March 27, 2017 by Paul Ausick

The old hope of omni-channel sales acting as a boost to retail has come and gone. Most retail outlets have been Amazon-ed into lower and lower margins. Still, the omni-channel impact may be working on the home improvement sector. According to Credit Suisse, omni-channel is working well for the likes of Home Depot Inc. (NYSE: HD) and Lowe’s Companies Inc. (NYSE: LOW).

The firm recently downgraded the retail and consumer durables and apparel segment from Overweight to Market Weight, but Home Depot and Lowe’s are both rated as Outperform at Credit Suisse.

Credit Suisse’s Seth Sigman showed how the omni-channel is contributing to growth at the two home improvement giants. He and his team said:

[W]e believe this analysis supports what could be a structurally higher valuation given the “omni-channel” position. As the market considers where retail stocks are in the disruption scale, we continue to believe HD and LOW are well positioned in their core store channel given the unique service and everyday low price proposition, while this analysis also confirms they are participating in the broader changes in consumer shopping behavior. Specifically, they have invested in and are growing their e-commerce, with a growing percent tied to the store and incremental to the base business, and have new growth opportunities (including gaining more share of the Pro) as a result of these efforts.

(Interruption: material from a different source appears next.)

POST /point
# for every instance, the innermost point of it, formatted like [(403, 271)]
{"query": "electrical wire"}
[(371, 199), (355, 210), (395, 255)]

Credit Suisse is particularly impressed with the way Home Depot and Lowe’s are leveraging their core assets — brick-and-mortar stores — to grow same-store sales with the use of omni-channel strategies. The analysts drew a handful of key conclusions:

  • E-commerce growth is a key contributor to comps, and it has been more incremental relative to other retail categories.
  • The fastest growing parts of omni-channel are actually tied to the store.
  • There are incremental growth opportunities from improved delivery options, also leveraging the store.
  • “Omni-channel” penetration higher than it seems; 15-20% of HD sales involve multiple touch points in the transaction, and HD is well positioned as consumers push that penetration higher.
  • These companies have already been investing for some time.

Sigman and his team also noted other differentiators for the home improvement giants:

A growing service business, private label, and proprietary credit card programs: (i) Services accounts for 4% of HD sales, and 8% of LOW. This includes a variety of installation, home maintenance and professional service programs, and includes material and labor. While Amazon is also offering some contractor programs, the offering here is unique when combined with other aspects of the model. (ii) Proprietary credit card accounts for 23% of HD sales, with 13 million members, which equates to an average spend of  $1,674 (vs. DIY average spend at HD of $330 and Pro average spend of $6,500). For LOW, this accounts for 28% of sales. (iii) Private label is ~20% for both companies.

Home Depot shares traded down about 0.5% in the noon hour Monday, at $146.97 in a 52-week range of $119.20 to $150.15. The 12-month consensus price target on the stock is $156.10.

Lowe’s traded down 0.3% to $81.96, in a 52-week range of $64.87 to $84.00. The 12-month price target is $86.50.